Indeed the circular random intercepts of the 20 individuals in the
`Maps`

data lie very close together.

An explanation of the computation of random intercept and slope variances can be found in the supplementary material of Cremers, Pennings, Mainhard & Klugkist (2021).

Because projected normal models are heterogeneous models, i.e. they simultaneously model mean and variance, we can in addition to investigating effects on the circular mean also investigate effects on the circular variance.

Kendall (1974) gives the following formula for computation of the circular variance in a projected normal model:

\[1 - \hat{\rho} = 1 - \sqrt{\pi\xi/2}\exp{-\xi}[I_0(\xi) + I_1(\xi)]\]

where \(\xi = ||\boldsymbol{\mu}||^2\) and \(I_\nu()\) is the modified Bessel function of the first kind and order \(\nu\). For the effect of a variable \(x\) on the variance, \(\boldsymbol{\mu} = (\beta_0^I + \beta_1^Ix,\beta_0^{II} + \beta_1^{II}x)\), where \(\beta_0^I\), \(\beta_1^I\), \(\beta_0^{II}\) and \(\beta_1^{II}\) are the intercepts and slopes of the first and second linear component respectively.

Automated summaries for effects on the circular variance are however
not yet implemented in `bpnreg`

and will need to be computed
explicitly using the raw posterior samples.
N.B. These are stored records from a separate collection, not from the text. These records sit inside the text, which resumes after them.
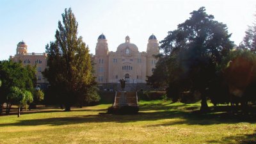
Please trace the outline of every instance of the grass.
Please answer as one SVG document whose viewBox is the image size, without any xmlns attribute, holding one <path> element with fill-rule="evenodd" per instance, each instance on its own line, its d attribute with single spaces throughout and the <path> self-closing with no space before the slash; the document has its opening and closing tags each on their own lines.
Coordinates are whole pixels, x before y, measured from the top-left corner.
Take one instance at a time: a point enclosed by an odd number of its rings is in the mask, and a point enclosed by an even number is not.
<svg viewBox="0 0 256 144">
<path fill-rule="evenodd" d="M 141 101 L 134 115 L 99 115 L 110 104 L 0 116 L 0 143 L 255 143 L 254 116 L 213 111 L 200 104 Z"/>
</svg>

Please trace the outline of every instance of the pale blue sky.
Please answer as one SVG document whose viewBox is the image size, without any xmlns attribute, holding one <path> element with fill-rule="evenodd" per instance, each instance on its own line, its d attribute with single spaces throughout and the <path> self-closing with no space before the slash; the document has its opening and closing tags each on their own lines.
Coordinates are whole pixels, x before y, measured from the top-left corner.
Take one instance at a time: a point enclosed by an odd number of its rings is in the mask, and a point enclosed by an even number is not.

E.g. the effect of the trial
type on the circular variance can be computed as follows:

```
a1 <- fitme$beta1[,"(Intercept)"]
a2 <- fitme$beta2[,"(Intercept)"]
b1 <- fitme$beta1[,"Trial.type1"]
b2 <- fitme$beta2[,"Trial.type1"]
zeta_standard <- sqrt((a1)^2 + (a2 + b2)^2)^2/4
var_standard <- 1 - sqrt((pi * zeta_standard)/2) * exp(-zeta_standard) *
(besselI(zeta_standard, 0) + besselI(zeta_standard, 1))
zeta_probe <- sqrt((a1 + b1)^2 + (a2 + b2)^2)^2/4
var_probe <- 1 - sqrt((pi * zeta_probe)/2) * exp(-zeta_probe) *
(besselI(zeta_probe, 0) + besselI(zeta_probe, 1))
standard <- c(mode_est(var_standard),
mean(var_standard),
sd(var_standard),
hpd_est(var_standard))
probe <- c(mode_est(var_probe),
mean(var_probe),
sd(var_probe),
hpd_est(var_probe))
results <- rbind(standard, probe)
colnames(results) <- c("mode", "mean", "sd", "HPD LB", "HPD UB")
rownames(results) <- c("standard", "probe")
```

The posterior estimates of the circular variance for the standard and probe trials are:

```
results
#> mode mean sd HPD LB HPD UB
#> standard 0.08664707 0.10494372 0.02334300 0.05901261 0.1471963
#> probe 0.06332233 0.07409204 0.01829064 0.04351343 0.1090560
```

From these results we conclude that the circular variance for the standard and probe trials is not significantly different, the 95% Highest Posterior Density (HPD) intervals overlap.

Cremers, J. , Mulder, K.T. & Klugkist, I. (2018). Circular Interpretation of Regression Coefficients.

*British Journal of Mathematical and Statistical Psychology, 71*(1), 75-95.Cremers, J., Pennings, H.J.M., Mainhard, T. & Klugkist, I. (2021). Circular Modelling of Circumplex Measurements for Interpersonal Behavior.

*Assessment, 28*(2), 585-600.Gelman, A., Carlin, J.B., Stern, H.S., Dunson, D.B., Vehtari, A. & Rubin, D. (2014). Bayesian Data Analysis, 3rd ed.

Kendall, D.G. (1974). Pole-seeking Brownian motion and bird navigation.

*Journal of the Royal Statistical Society. Series B, 37*, 97–133.